Craig DiLouie is back with a new round of horror and this deep he’s mixing things up by taking a look at mutations, children, and the terrifying things that can happen to a society when the two mix on a mass scale. His last outing that I read was ‘Suffer the Children,’ and DiLouie isn’t slouching with this novel and is just as interesting of a read. While it will keep you turning pages to find out what happens next, the book is quite complex with quite a few philosophical ideas being examined so I wouldn’t go into this one expecting a whimsical horror novel with a comic book feel which the description could make you believe it to be.

The story technically begins in 1968 when a new form of sexually transmitted diseases are unleashed upon the world. These incurable STDs initially don’t seem to cause any issues, but in the babies who are born to parents with them, there are massive physical malformations with some cases being fatal. The children are known as “the plague generation,” and the story truly begins in 1984. These children have been abandoned in large numbers and now live in the Home. This is where things pick up as these outcasts from society are now starting to develop supernatural powers and abilities.

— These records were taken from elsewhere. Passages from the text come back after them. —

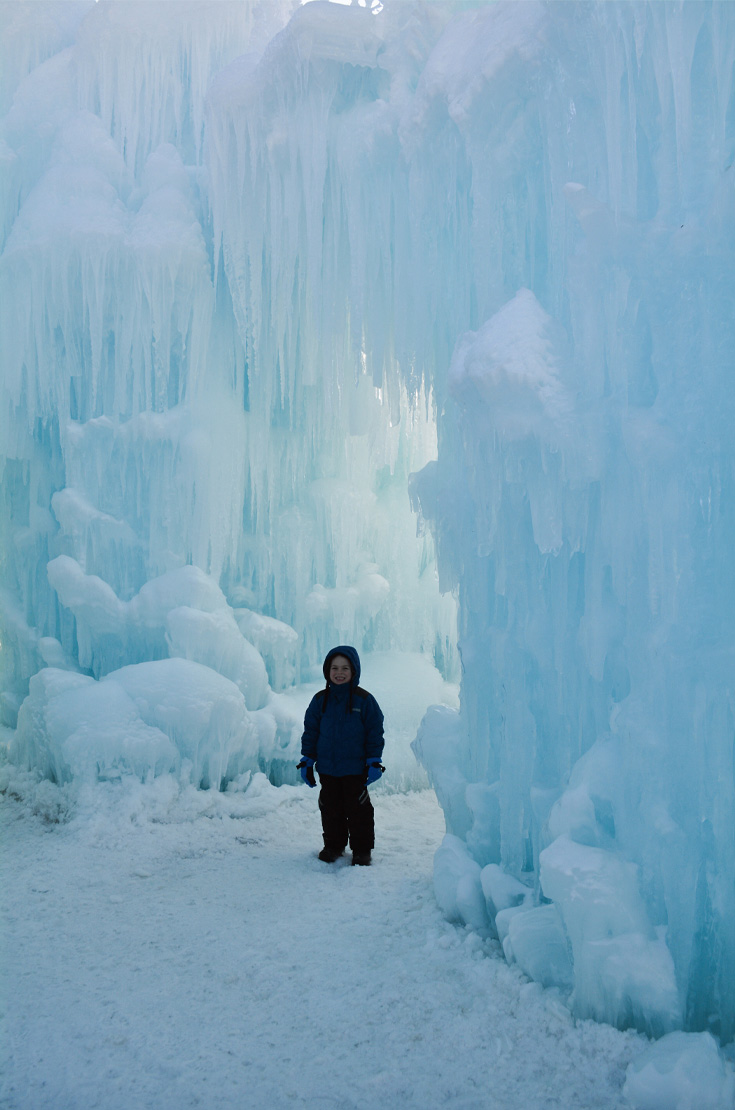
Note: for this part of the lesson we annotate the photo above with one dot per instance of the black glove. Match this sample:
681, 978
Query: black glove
374, 772
306, 768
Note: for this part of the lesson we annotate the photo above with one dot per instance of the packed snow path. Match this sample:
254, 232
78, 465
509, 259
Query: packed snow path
161, 952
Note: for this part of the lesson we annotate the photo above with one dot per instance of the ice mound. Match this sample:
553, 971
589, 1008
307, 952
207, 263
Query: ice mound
146, 719
682, 1071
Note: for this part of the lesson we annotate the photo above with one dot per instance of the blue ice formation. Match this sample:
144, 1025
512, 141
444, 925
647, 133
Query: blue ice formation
261, 263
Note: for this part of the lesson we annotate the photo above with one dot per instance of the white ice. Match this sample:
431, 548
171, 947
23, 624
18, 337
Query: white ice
271, 274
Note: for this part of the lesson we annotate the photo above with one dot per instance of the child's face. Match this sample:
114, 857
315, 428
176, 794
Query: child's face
340, 669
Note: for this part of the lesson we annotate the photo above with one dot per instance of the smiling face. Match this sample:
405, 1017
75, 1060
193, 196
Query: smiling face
340, 669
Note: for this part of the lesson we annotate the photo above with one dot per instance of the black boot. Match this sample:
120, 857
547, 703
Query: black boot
329, 855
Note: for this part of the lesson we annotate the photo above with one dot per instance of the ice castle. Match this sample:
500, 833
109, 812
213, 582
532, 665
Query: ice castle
272, 274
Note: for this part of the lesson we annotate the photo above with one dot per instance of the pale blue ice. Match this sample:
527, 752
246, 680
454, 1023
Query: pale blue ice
268, 273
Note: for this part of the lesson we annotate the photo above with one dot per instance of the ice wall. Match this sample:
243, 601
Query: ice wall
146, 425
582, 500
522, 214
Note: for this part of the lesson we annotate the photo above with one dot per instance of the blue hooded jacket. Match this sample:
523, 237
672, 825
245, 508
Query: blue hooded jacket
343, 725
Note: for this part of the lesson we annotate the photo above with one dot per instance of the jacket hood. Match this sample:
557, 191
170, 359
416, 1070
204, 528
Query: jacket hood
350, 654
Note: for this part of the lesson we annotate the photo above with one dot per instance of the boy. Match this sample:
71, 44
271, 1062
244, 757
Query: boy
343, 739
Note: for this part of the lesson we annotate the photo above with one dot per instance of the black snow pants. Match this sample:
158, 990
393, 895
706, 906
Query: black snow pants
346, 813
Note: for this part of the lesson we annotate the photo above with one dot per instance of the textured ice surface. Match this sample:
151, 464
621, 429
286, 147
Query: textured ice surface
259, 270
682, 1071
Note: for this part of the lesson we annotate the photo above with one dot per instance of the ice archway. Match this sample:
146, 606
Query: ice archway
235, 241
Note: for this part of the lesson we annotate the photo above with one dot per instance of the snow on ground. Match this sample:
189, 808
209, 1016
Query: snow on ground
171, 948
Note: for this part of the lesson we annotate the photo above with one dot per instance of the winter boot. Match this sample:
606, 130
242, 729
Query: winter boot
329, 855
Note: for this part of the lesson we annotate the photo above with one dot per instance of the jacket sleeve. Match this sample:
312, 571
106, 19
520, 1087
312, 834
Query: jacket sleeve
373, 722
312, 722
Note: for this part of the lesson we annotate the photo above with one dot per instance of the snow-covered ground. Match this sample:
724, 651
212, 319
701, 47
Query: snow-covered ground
169, 948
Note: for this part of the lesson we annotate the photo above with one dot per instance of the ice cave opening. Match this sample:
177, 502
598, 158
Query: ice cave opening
411, 329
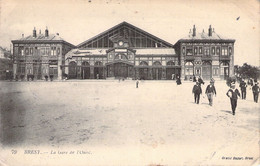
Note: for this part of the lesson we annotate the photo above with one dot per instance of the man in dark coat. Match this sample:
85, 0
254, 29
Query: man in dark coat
255, 90
243, 89
178, 80
233, 94
200, 81
210, 91
194, 78
197, 91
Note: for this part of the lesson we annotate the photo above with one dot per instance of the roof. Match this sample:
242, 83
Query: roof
141, 51
204, 36
42, 38
155, 51
130, 26
87, 51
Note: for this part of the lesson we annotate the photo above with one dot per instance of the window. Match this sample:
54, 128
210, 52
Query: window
58, 51
53, 51
26, 51
215, 71
183, 50
196, 50
189, 51
230, 51
206, 51
218, 50
42, 51
189, 68
47, 51
197, 71
200, 50
31, 51
22, 51
224, 51
213, 50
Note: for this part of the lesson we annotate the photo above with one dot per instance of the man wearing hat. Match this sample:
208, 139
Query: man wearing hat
197, 91
243, 89
233, 94
210, 91
255, 90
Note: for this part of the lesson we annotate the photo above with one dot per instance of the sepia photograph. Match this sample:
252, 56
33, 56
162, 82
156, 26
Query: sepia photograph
129, 82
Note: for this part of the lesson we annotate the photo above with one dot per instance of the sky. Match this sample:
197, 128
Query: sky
78, 20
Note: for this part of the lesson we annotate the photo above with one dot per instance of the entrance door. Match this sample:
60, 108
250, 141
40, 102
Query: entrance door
143, 73
157, 73
169, 73
98, 72
121, 70
226, 73
85, 72
72, 70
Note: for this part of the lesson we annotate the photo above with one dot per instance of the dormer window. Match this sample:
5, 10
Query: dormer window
120, 43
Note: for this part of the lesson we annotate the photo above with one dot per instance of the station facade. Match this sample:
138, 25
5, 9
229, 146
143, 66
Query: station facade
124, 51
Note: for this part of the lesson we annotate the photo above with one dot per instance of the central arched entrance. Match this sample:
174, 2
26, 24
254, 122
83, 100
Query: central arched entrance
85, 70
121, 70
157, 71
98, 70
143, 70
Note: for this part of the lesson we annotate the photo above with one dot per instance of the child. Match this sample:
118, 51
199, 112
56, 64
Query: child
233, 94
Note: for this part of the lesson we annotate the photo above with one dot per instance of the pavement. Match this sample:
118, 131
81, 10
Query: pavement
107, 122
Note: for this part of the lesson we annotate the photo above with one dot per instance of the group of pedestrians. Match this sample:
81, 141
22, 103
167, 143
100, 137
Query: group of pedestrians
233, 93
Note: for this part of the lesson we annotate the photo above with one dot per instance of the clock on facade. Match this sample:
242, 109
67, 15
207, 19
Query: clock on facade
120, 43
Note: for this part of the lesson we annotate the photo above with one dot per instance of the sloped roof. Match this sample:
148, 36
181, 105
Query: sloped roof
204, 36
141, 51
42, 38
155, 51
128, 26
87, 51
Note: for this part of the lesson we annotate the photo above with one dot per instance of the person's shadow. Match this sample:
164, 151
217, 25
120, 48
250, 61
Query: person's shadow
230, 112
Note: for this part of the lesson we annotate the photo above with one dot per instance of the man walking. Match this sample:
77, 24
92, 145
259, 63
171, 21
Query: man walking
197, 91
210, 91
233, 94
200, 81
243, 89
255, 90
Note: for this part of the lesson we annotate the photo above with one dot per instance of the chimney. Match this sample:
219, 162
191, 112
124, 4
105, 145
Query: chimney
34, 32
210, 30
46, 32
194, 31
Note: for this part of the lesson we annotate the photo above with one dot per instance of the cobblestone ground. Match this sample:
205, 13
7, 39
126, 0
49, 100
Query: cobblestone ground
115, 123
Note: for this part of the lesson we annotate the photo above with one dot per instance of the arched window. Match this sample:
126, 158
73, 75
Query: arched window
143, 63
157, 63
170, 63
98, 63
121, 56
85, 63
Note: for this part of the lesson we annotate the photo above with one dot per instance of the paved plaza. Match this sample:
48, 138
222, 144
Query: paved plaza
119, 124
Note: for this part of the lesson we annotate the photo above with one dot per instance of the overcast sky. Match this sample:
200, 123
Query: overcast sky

The story puts a focus on Dog who is the main character and covered in fur and his best friend Brian who has both a genius level intellect and a photographic memory. Dog wants humanity and the mutants to live together as equals while Brian feels that a revolution to take over is the only route to go. Comic fans will quickly see a parallel between Professor X and Magneto here but don’t let that fool you.

As the story continues, Enoch who is a gentle soul is killed, and Brian decides that war is looming between humanity and their kind and gathers those who have abilities together to prepare for it. The government, of course, wants to weaponize the newly powered kids and we start to see some disappearing.

Going into this you can expect a look at society and DiLouie touches on topics from the problems that minorities face on a daily basis from bigotry to hate to non-tolerance. All of these are themes which have been flaring up across the globe in recent years, and this takes an alternate look at these serious topics.

You are not going to walk away from this book with a smile on your face, but you’ll have an exciting story lot to think about as you make your way to the end. If you’re looking for an action-filled novel that is equally dark and lighthearted, this one isn’t for you. If you want something that will make you think and show some of the worst aspects of humanity in a new light, this one could be worth checking out!